For the sake of convenience (beauty sleep) we wanted to snapshotting on a regular basis. A cronjob would do such a job in the non-containerized world. Configuring a cron job on the Docker host is problematic as ES containers can be moved dynamically among the Fleet cluster we are running. Putting the cronjob inside of one of the containers being part of the Elasticsearch cluster doesn’t feel right as well. Building a tiny Docker container that is taking snapshots on a periodically sounds like a much better idea. Such a cron-container
can be bound to a specific Fleet container based on metadata information to make sure only one of those will exist within the Elasticsearch cluster.
For the first version of the cron-container
I focused on minimal container size and short implementation time. Furthermore the solution should be flexible enough to handle other periodical tasks like an Etcd
cluster backup (stored on S3 as well). Minimal size can be achieved by using a Busybox base image and standalone, statically linked tools based on Golang.
What I consider important is the possibility to monitor the state of the last run (e.g. with Datadog or Sensu). Thats why I added some extra logic to make this available via HTTP. By firing a GET request on the container port 18080 one gets the state of the last finished run and currently running process (if any) in return. Here is an example that return HTTP 503 with the following JSON response:
Running: { },
Last: {
Exit_status: 2,
Stdout: "... Checking the repository ... ... Taking snapshot ... ... Couldn't create the snapshot on repository es_backup_s3_repo at
http://192.168.59.103:9200 ",
Stderr: "{ "error" : "SnapshotCreationException[[es_backup_s3_repo:2015-01-03-13-36-30_my_fancy_production_snapshot] failed to create snapshot]; nested: IOException[Failed to get s]napshot-2015-01-03-13-36-30_my_fancy_production_snapshot]]; nested: AmazonS3Exception[Access Denied (Service: Amazon S3; Status Code: 403; Error Code: AccessDenied; Request ID: XYZ)]; ", "status" : 500 } ",
ExitTime: "2015-01-03T13:36:30Z",
Pid: 22,
StartingTime: "2015-01-03T13:36:30Z"
},
Schedule: "0/10 * * * * *"}
So whats in it to cover all this points?
go-cron: a small wrapper around a lightweight cron spec parser and runner containing the extra logic for monitor running jobs via a HTTP.

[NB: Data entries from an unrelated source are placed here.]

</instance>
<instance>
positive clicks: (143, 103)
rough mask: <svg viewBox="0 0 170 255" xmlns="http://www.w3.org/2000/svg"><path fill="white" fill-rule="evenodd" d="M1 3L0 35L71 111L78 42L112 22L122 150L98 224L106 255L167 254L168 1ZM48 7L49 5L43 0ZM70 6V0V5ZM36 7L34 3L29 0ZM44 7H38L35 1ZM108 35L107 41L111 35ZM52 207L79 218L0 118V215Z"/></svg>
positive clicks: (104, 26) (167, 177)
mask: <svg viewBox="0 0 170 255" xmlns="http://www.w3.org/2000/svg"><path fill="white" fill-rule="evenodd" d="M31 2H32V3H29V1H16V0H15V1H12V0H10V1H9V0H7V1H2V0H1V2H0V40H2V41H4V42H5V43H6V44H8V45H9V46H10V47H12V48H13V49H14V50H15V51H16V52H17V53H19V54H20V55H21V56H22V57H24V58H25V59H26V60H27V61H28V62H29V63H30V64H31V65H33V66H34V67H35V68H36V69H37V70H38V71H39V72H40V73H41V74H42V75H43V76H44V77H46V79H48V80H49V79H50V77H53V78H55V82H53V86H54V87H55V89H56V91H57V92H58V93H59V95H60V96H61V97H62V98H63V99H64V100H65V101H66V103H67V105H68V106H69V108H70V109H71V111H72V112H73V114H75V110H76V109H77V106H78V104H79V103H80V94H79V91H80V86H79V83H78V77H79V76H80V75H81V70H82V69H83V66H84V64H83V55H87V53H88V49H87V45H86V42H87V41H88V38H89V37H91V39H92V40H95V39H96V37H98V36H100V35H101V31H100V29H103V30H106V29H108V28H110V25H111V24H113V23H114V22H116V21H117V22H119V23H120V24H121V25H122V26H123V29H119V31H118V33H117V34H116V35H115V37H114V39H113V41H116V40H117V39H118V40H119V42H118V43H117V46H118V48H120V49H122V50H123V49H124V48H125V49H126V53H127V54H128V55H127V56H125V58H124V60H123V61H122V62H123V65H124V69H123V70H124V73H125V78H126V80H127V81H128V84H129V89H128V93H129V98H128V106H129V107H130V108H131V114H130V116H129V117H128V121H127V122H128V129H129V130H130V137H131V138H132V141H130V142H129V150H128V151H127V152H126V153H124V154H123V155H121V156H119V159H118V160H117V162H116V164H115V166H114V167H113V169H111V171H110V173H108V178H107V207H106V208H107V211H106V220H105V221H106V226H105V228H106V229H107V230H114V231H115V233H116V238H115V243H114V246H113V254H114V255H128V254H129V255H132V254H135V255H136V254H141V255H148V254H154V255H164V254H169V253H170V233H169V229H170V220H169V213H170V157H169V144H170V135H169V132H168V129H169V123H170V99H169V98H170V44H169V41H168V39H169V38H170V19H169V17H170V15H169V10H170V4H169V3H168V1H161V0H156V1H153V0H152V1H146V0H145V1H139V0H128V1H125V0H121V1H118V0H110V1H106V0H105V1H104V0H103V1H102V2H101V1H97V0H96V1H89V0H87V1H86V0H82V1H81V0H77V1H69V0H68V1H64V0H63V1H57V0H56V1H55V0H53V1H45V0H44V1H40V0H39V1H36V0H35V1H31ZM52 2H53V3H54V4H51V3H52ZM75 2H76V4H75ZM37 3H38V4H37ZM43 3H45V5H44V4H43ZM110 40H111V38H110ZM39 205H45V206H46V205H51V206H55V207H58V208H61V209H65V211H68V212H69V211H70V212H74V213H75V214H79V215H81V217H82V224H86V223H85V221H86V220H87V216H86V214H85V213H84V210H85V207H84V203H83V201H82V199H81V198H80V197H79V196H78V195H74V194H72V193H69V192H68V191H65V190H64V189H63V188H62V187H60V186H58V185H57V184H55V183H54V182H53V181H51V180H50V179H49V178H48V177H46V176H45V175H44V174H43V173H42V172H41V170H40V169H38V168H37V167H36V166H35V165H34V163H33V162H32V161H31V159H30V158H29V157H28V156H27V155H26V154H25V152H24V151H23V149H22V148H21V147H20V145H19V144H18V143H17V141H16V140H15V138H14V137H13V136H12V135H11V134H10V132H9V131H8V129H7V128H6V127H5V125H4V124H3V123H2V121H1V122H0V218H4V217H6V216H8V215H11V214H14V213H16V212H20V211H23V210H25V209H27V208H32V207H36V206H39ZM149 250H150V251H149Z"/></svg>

s3gof3r is a small S3 client written in Go. It is focusing on transferring large objects. Thats perfect and has a minimal footprint compared to S3cmd.
For the Etcd backup functionalty I added etcd-backup.
Configuration file templates are handled by envplate.
Elasticsearch snapshot logic as well as Etcd backups are handled via shell scripts for the time being. There is definitely room for improvements as Elasticsearch cluster handling should be done with the help of an ES library. There are a few implemented in Golang but they all missing snapshot/restore functionality.
What you get in the end is a small container that starts a backup task (for Elasticsearch or Etcd) and stores the result on AWS S3. The current version can be extended. Here are some things that can be added later on to make the solution more complete:
- Better integration with monitoring tools like Datadog. This can be done by integrating Dogstatsd or using the Datadog API directly.
- Better Elasticsearch cluster interaction by using an Elasticsearch library like elasticgo, elastic or goes.
- Adding an backup data lifecycle mechanism. Depending on the task old Elasticsearch snapshots should be deleted after storing the latest snapshot or setting object expiration rules on S3 buckets.